The global public health challenge posed by antibiotic-resistant Campylobacter strains is increasingly pressing. Originally treatable with antibiotics, these infections now face a clinical management dilemma due to resistance mechanisms such as antibiotic-inactivating enzymes, target alterations, and drug extrusion. This resistance emerges from a polyclonal pathogen population, co-infections, and antibiotic misuse in food animals. The agriculture industry’s excessive antibiotic use for growth promotion and infection prevention contributes to the spread of resistant bacteria. Particularly concerning are resistant Campylobacter strains, mainly C. jejuni and C. coli, linked to human pandemics via livestock-associated resistant bacteria, including tetracycline-resistant strains common in poultry. Agricultural antibiotic overuse significantly drives antimicrobial resistance in these species. Horizontal gene transfer further exacerbates this issue by creating “superbugs” resistant to multiple antibiotics. It is crucial to investigate how farming practices and biosecurity impact Campylobacter antimicrobial resistance, affecting both animal and human health. This chapter focuses on the primary mechanisms of Campylobacter antibiotic resistance and their transfer and persistence across species.

Keywords

  • antibiotic resistance
  • campylobacter
  • fluoroquinolones
  • CmeABC
  • gastroenteritis

1. Introduction

Campylobacter is a bacterial genus that includes several Gram-negative species. One of the most common species that cause human illnesses in developed countries is Campylobacter jejuni, which can lead to gastroenteritis. The global prevalence of campylobacteriosis has increased over the years, and one of the contributing factors is their ability to develop antibiotic resistance [1].
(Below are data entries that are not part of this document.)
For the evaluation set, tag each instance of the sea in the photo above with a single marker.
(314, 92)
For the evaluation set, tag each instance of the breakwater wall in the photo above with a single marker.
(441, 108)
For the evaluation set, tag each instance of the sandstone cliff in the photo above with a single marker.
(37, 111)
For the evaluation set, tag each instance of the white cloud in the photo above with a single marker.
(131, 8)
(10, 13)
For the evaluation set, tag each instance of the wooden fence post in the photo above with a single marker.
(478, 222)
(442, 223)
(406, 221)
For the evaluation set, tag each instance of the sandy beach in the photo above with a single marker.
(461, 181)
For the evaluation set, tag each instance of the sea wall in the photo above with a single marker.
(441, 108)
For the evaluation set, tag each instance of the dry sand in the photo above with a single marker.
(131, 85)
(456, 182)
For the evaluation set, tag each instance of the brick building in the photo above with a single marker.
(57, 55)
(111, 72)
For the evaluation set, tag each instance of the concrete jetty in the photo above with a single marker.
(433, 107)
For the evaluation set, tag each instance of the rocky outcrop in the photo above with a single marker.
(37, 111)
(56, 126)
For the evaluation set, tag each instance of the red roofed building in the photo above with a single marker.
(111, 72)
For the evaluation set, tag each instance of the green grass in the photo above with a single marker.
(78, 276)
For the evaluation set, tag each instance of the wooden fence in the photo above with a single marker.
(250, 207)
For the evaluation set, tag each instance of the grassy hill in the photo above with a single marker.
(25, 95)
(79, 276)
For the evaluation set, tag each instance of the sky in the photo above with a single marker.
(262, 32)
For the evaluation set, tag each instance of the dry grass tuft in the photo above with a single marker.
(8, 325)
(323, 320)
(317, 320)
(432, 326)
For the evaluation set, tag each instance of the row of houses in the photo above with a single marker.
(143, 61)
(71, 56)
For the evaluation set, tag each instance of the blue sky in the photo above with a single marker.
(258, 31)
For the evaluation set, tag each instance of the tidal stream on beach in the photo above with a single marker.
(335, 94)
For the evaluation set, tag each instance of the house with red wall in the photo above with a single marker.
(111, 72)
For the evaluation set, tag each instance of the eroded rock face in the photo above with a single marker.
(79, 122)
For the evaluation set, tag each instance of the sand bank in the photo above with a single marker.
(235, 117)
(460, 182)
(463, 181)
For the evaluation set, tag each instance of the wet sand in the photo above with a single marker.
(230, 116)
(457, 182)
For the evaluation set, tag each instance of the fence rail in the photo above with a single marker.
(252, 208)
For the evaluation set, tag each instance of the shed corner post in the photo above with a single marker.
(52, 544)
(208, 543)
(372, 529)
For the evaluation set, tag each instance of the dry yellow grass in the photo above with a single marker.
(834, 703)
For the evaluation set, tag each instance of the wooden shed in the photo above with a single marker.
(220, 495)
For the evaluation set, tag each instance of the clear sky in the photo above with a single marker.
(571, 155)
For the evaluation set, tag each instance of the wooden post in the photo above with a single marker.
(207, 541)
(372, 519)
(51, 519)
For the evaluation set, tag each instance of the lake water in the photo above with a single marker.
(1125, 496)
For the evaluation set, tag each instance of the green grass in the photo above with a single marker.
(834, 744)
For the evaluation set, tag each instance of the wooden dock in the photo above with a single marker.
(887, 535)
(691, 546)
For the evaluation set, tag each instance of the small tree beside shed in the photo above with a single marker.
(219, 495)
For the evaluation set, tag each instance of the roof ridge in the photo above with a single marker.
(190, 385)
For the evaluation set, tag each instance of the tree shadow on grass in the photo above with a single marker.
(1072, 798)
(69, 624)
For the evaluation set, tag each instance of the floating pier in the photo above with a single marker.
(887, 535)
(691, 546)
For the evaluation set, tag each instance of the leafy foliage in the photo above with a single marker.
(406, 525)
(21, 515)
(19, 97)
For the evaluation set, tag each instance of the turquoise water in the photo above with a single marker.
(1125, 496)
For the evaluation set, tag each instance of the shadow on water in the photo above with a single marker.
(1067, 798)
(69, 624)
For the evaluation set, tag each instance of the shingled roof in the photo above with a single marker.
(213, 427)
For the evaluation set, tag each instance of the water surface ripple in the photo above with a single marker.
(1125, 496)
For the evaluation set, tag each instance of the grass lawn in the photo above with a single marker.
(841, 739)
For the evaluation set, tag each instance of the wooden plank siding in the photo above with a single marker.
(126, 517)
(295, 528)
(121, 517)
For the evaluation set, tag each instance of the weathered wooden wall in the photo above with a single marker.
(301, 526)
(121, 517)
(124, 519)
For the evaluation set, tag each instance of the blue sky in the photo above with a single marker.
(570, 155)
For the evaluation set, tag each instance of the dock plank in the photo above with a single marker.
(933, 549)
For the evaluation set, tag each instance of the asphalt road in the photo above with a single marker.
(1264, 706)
The history of Campylobacter antibiotic resistance dates to the 1980s when researchers noticed decreasing susceptibilities of Campylobacter strains toward tetracyclines, macrolides, and fluoroquinolones. Since then, multiple studies have reported a rise in the prevalence of antimicrobial-resistant Campylobacter jejuni strains worldwide. The development and spread of antibiotic-resistant Campylobacter species are mainly linked with their extensive usage in veterinary medicine for growth promotion and disease prevention purposes [2].

The acquisition of antibiotic resistance mechanisms among bacteria occurs through horizontal gene transfer events such as conjugation or transduction. Additionally, spontaneous mutations can lead to genetic changes that confer drug resistance. A major concern regarding multidrug-resistant (MDR) Campylobacter infections is the limited treatment options available due to an increasing rate of resistance caused by efflux pumps and alterations in DNA gyrase enzymes [3].

Macrolides are one class of antibiotics commonly used for treating campylobacteriosis primarily because they penetrate well into the intestinal epithelium where most infections occur. However, common macrolide antibiotics including erythromycin and azithromycin are no longer effective against MDR-Campylobacter jejuni isolates that exhibit higher minimum inhibitory concentrations (MICs). This has led to increased use of fluoroquinolones, which are broad-spectrum antibiotics with high bioavailability and good tissue penetration capabilities. However, the emergence of fluoroquinolone-resistant Campylobacter species has been reported worldwide, with a significant negative impact on appropriate treatment options for MDR-Campylobacter infections [4].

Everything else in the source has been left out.